By Jacob Sahms
Twenty-two years ago, The Matrix burst into the cinematic scene with incredible action, Judeo-Christian-Buddhist language, and a look that was slicker than the average sci-fi film. Different groups, including some Christians, claimed the film as a sort of parable in the twentieth century, while the creators (The Wachowskis) carefully side-stepped any attempts to pigeonhole their worldview as anything specific. Two sequels were released through 2003, proving to be more and more talky (and convoluted) in ideology; V for Vendetta, Speed Racer, Jupiter Ascending, and Cloud Atlas all provided different levels of reception, but none were quite The Matrix. And now, The Matrix Resurrections arrived, in theaters and HBO Max. Was this a fourth film in the series, or a reboot, or…?
The answer is … yes.
(Matrix Resurrections is rated R for violence and some language, and is only meant for mature audiences.)
Keanu Reeves and Carrie-Anne Moss return as Neo and Trinity. (Honestly, if you’ve read this far and don’t know what that sentence means, this is a trip down a rabbit hole that will make no sense.) But while they’re the same actors with the same characters in the same world of the Matrix, the movie is also significantly different because a) the characters have different stories twenty years later and b) their self-awareness of their real selves versus Matrix selves is different from the way that they started in the 1999 film (in fact, they’re nearly reversed). Add in Jessica Henwick as Colleen Wing, I mean, Bugs, as a supporting protagonist, and two characters, The Analyst (Neil Patrick Harris) and Smith (Jonathan Groff) with ties to previous iterations of the Matrix, and there are some strong personalities at play. But this is about next-level stunts, wordy spirituality-ish dialogue, and mind-blowing visuals, right?

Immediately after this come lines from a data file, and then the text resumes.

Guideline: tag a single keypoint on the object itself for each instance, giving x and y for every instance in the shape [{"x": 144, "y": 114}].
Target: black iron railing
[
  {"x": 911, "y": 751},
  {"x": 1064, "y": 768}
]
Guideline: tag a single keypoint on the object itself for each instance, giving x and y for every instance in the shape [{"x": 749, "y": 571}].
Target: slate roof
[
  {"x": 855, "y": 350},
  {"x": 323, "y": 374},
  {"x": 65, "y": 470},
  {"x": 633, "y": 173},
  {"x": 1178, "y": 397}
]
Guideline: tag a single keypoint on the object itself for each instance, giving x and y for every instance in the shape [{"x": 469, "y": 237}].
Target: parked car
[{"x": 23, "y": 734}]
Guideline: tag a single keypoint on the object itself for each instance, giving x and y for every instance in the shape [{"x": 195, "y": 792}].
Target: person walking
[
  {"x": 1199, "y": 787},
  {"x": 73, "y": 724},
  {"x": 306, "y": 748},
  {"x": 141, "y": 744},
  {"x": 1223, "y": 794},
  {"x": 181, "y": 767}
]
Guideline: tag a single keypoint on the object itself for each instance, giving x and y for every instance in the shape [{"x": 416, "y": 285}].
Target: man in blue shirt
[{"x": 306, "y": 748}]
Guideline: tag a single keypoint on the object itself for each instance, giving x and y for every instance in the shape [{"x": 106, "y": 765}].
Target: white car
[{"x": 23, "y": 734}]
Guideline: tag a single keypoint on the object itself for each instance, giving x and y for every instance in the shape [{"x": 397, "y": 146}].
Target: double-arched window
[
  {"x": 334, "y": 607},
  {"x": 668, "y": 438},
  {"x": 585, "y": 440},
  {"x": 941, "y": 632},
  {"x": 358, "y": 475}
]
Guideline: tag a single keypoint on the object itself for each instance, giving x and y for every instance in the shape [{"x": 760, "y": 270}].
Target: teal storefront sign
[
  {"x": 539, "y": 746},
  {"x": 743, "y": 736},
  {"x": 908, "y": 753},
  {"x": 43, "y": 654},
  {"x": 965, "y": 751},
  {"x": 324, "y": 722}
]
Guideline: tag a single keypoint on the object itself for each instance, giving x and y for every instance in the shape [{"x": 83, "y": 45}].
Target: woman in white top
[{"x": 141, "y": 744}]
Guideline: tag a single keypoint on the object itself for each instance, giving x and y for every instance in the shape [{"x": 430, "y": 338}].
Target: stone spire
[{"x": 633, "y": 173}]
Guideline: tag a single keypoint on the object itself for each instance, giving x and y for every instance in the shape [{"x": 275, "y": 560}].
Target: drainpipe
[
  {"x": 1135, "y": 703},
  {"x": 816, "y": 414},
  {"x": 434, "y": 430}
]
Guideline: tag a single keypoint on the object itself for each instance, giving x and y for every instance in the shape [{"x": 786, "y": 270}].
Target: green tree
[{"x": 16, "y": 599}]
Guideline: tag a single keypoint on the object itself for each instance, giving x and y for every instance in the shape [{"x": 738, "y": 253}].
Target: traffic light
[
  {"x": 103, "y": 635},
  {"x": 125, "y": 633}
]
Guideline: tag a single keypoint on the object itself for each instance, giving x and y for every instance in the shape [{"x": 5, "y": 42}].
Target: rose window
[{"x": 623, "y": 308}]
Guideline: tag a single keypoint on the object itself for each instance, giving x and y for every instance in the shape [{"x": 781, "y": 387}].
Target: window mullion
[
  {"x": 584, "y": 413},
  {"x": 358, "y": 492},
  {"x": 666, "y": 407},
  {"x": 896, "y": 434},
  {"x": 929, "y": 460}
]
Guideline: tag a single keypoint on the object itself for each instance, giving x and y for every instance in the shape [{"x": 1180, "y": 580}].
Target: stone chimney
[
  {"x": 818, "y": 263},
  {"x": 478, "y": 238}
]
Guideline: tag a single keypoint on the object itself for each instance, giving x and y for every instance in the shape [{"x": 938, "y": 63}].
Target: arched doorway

The latest episode inside the computer program that’s the inside of humans’ brains that’s part-figment and part-reality is … visually stunning. It might also not make any sense, is violent without being more violent than before (shocking twenty years later), still has lots of layered commentary about who we are, what our identity is, and whose purpose we serve. And yet, unlike the second and third movies, which I hardly remember except for a distasteful aftertaste, Resurrections is still careening around in my brain.
It has one arching principle, speeding through the asides about Hollywood, personal identity, and aging actors. It asks: what would you do for love? Would you fight? Would you suffer? Would you sacrifice, strive, fail, get up, and still pursue? Would you give everything if it meant you could be with the person that you were supposed to be with?
Gracefully, The Matrix Resurrections doesn’t get bogged down in physical amor – it’s focused on something that isn’t quite platonic but isn’t scandalously physical. It wants us to recognize that Neo and Trinity are friends beyond the bounds of time, memory, and space, and that their connection will be eternal even though they will not. Again, we’re in the realm of the spiritual-ish, but it comes back to “Greater love has no one than this: to lay down one’s life for one’s friends” (John 15:13). Neo and Trinity have that, and it inspires several others to stand and fight for love, too.
The film doesn’t shred walls the way the original did, but it’s better than the second and third sequels. And any art that points us toward love has at least the faintest glimmer of what caused the world to come into existence and keeps us moving toward the kingdom come.